Außer Rand und Band

■ THW Kiel: Der Traum von der Meisterschaft platzt wieder einmal wie eine Seifenblase / Rollt der Kopf von Trainer Holger Oertel?

Der Traum von der Meisterschaft platzt wieder einmal wie

eine Seifenblase/ Rollt der Kopf von Trainer Holger Oertel?

Die Bilanz für das Managerfossil des deutschen Handballs sieht bisher gar nicht so schlecht aus. Erst einmal hat Heinz Jacobsen vom THW Kiel einen Trainer wegen Erfolglosigkeit demittieren müssen — vor vier Jahren Jozip Milkovic. Nun geht es, so wird in Kiel gemunkelt, dessen Nachfolger Holger Oertel an den Kragen. Das bislang in den Kieler Übungsleiter gesetzte Vertrauen hat Schaden genommen. Die peinliche 15:21-Schlappe des schleswig-holsteinischen Bundesligisten bei Schlußlicht Empor Rostock markierte am Mittwoch abend den neuen Tiefpunkt einer mit dem derzeit achten Platz höchst enttäuschend verlaufenen Saison.

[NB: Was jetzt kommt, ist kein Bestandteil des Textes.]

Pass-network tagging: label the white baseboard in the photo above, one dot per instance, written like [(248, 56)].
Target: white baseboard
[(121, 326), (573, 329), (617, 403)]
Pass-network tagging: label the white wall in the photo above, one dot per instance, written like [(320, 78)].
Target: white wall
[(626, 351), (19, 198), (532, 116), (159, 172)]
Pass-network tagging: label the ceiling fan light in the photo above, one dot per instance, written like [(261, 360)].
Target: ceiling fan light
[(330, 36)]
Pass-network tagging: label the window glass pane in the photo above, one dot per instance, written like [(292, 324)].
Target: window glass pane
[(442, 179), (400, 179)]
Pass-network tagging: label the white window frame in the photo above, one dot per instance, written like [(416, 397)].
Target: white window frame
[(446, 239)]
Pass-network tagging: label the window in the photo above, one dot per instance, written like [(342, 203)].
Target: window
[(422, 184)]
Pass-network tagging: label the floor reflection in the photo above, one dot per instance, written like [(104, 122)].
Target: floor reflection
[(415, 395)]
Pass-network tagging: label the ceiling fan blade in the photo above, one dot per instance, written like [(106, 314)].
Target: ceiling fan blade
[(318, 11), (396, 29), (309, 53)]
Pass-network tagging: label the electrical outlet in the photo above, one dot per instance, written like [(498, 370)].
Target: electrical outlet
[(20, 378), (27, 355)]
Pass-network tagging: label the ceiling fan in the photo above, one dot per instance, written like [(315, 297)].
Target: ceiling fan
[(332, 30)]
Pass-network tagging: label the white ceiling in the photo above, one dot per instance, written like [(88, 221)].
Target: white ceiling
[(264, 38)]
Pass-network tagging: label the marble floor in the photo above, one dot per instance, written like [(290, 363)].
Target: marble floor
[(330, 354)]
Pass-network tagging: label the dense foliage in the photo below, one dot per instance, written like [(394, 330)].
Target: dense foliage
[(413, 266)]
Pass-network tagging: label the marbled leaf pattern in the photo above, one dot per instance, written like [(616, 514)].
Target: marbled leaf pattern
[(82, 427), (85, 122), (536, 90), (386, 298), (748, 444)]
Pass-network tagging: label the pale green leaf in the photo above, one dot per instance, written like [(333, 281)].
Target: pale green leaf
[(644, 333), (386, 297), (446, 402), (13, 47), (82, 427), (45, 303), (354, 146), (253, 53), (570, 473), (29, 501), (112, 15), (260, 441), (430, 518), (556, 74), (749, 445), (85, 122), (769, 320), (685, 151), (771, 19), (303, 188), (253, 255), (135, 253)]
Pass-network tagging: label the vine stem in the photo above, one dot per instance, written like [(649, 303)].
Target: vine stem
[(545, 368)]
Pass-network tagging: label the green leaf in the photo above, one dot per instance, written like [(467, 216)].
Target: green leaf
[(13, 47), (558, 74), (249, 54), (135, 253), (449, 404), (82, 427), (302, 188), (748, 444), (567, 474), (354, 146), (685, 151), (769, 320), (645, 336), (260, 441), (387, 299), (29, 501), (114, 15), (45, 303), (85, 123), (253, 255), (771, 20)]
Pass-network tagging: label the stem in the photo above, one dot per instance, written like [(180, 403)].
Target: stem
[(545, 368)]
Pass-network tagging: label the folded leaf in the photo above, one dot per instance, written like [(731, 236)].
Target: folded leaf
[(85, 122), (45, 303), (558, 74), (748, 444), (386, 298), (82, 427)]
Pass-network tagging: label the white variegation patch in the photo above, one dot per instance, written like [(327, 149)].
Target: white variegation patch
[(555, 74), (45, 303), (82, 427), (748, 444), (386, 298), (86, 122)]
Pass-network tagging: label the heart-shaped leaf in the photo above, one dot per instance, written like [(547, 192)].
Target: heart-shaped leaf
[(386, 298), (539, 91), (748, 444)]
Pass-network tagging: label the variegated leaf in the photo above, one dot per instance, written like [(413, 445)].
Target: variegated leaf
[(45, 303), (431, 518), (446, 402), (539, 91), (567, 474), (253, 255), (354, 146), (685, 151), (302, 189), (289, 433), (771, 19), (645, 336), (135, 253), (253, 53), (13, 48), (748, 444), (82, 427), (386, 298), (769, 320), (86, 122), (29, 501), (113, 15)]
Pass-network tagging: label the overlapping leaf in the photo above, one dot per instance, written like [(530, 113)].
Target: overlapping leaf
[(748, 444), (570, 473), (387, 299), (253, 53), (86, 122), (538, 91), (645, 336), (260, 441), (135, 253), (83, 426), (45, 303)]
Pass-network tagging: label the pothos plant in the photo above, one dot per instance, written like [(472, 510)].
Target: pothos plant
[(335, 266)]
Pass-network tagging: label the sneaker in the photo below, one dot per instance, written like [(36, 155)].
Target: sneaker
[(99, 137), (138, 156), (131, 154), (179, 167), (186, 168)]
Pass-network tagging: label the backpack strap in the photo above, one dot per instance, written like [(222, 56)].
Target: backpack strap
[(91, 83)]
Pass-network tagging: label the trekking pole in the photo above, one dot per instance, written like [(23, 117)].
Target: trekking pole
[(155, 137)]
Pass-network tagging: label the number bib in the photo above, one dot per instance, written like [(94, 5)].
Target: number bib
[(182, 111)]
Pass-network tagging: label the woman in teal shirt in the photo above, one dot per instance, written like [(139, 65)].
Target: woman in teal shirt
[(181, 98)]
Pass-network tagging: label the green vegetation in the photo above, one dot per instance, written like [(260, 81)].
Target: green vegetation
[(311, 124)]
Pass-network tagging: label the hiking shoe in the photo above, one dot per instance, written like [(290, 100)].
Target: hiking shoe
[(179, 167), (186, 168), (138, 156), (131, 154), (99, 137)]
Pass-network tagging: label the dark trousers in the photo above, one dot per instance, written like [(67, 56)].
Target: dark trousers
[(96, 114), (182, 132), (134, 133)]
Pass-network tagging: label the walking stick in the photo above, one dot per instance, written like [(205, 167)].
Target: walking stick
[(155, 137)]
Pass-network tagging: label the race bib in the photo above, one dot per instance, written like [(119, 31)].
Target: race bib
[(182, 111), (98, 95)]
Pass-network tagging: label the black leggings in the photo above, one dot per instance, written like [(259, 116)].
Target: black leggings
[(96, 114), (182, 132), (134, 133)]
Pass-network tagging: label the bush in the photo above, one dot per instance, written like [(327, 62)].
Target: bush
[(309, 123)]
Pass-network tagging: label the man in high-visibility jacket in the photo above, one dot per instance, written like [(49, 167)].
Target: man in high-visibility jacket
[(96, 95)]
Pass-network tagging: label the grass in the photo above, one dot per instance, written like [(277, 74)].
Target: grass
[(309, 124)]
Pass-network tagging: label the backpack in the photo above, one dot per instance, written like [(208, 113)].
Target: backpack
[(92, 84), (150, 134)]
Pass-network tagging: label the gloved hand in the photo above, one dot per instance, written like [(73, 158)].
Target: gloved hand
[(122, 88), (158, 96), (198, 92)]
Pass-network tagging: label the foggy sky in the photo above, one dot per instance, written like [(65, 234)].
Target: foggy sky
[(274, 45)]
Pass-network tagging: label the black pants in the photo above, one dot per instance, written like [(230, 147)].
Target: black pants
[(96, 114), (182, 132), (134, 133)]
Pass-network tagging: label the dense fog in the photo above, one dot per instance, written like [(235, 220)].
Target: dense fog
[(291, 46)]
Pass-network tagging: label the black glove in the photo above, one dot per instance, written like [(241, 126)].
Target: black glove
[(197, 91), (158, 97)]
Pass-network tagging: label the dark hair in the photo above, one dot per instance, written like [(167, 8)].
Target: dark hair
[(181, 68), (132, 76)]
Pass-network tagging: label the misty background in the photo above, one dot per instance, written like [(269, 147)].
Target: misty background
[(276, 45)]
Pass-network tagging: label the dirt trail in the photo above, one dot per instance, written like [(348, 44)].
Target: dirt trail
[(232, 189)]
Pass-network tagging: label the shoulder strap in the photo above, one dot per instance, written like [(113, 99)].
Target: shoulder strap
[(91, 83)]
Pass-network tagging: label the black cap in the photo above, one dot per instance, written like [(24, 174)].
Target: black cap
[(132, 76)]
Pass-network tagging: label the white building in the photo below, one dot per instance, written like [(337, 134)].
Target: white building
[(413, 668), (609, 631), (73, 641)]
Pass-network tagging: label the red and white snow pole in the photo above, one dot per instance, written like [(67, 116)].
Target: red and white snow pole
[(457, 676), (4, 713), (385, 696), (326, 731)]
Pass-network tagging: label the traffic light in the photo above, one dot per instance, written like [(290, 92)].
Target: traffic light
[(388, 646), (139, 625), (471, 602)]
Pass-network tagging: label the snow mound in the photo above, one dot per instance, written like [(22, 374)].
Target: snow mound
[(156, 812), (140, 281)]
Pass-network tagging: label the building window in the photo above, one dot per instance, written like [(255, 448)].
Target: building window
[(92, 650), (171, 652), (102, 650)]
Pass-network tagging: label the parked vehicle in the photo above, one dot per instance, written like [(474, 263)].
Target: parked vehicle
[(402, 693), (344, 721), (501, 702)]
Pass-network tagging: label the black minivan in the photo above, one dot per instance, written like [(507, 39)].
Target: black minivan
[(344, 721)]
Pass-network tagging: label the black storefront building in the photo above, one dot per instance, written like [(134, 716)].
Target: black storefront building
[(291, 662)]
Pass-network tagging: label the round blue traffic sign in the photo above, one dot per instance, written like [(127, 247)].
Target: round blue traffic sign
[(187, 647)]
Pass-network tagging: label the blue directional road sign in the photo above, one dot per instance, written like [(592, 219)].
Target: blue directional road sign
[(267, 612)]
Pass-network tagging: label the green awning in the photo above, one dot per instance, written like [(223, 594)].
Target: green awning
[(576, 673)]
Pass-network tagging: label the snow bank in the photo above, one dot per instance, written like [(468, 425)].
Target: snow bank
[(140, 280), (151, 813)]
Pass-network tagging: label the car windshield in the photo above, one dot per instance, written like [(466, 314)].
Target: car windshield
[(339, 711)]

„Mögliche Konsequenzen werde ich in der Öffentlichkeit nicht kommentieren. Wir werden die Situation zunächst im kleinen Kreis beratschlagen und in aller Ruhe Schlüsse ziehen“, erklärte Jacobsen am Donnerstag. Vor dem wichtigen Spiel am Sonntag gegen Bayer Dormagen werde es wohl keine einschneidenden Maßnahmen geben. Schuldzuweisungen wären fehl am Platz, betonte der schwergewichtige Manager — und nahm dennoch kein Blatt vor den Mund.

Jacobsen fällte über die Mannschaft ein vernichtendes Urteil, das den letztlich mitverantwortlichen Trainer besonders treffen muß. Die Verfassung sei desolat: „Der THW ist außer Rand und Band. Es fehlt jegliches Selbstvertrauen. Sie laufen herum wie verängstigte Haasen.“ Die Leistungsträger seien völlig von der Rolle. Jacobsen vermißt die hundertprozentige Einstellung zum Kampf, obwohl es immerhin noch um einen Europacup-Platz gehe. Gemessen am wahren Potential hätte das Team acht bis zehn Punkte mehr haben und an der Spitze stehen müssen, so der Manager unbescheiden.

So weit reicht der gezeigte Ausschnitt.